Adolescence is all about learning, self-exploration, connection, and growth. Teens are constantly integrating new information about themselves and the world around them. To some degree, the process of gaining life skills happens naturally as teens absorb information and have more experiences.
However, parents can help their teens prepare for the outside world by supporting them to learn basic skills and tools. In this article, we’ll focus on five sets of skills that are important for a developing teen to learn and practice. These life skills will help teens build personal accountability, boost mental health, and feel more competent and self-confident.
Key Takeaways
- Life skills are crucial for helping teens prepare to become responsible, healthy members of society.
- Important life skills for teens include emotional regulation, basic cooking skills, organization, and active listening.
- Parents and other mentors can help teens develop life skills by modeling behaviors, encouraging their strengths, and addressing underlying mental health issues.

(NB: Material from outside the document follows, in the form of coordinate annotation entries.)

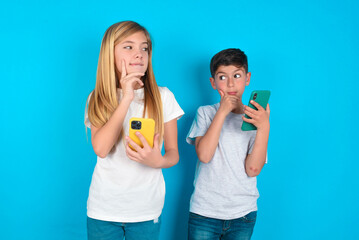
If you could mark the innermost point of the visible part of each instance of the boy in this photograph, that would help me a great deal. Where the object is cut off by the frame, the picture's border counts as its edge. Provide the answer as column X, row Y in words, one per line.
column 224, row 202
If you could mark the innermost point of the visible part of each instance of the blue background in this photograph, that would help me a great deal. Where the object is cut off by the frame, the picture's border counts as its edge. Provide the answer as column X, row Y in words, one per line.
column 305, row 52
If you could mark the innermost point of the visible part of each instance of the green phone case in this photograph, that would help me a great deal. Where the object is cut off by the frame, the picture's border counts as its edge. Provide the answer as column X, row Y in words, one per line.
column 261, row 97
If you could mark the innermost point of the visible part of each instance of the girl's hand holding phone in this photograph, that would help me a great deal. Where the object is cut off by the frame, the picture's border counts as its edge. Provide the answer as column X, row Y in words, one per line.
column 151, row 157
column 129, row 81
column 259, row 118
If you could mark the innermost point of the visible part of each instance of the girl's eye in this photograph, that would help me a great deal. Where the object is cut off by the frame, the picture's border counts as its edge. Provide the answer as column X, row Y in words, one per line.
column 237, row 75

- Therapy can help teens create stronger bonds with family and peers, gain positive coping strategies, and build life skills for a successful future.
What Teen Life Skills Are Most Important?
Many of the skills teens need to learn in order to succeed and be happy throughout their lives come with time and experience. Often, they don’t need to be rushed or forced. Teens’ brains aren’t fully developed yet, and many nuanced life skills will develop on their own as they mature into young adults.
However, parents can help their adolescents with the learning process, and give them opportunities to practice skills. Teens with neurodiversity and those who have chronic mental health issues, such as depression or anxiety, may need additional support to gain essential life skills.
Here are the five most important types of life skills for teens.
#1: Life Skills for Coping with Stress
Learning how to cope with stress and difficult emotions is paramount for a teen’s mental and physical health. Adolescence is an extremely challenging time. Teens undergo major changes as they learn about themselves in the context of the larger world. Teen brains are still developing, and skills like emotional regulation aren’t fully online yet.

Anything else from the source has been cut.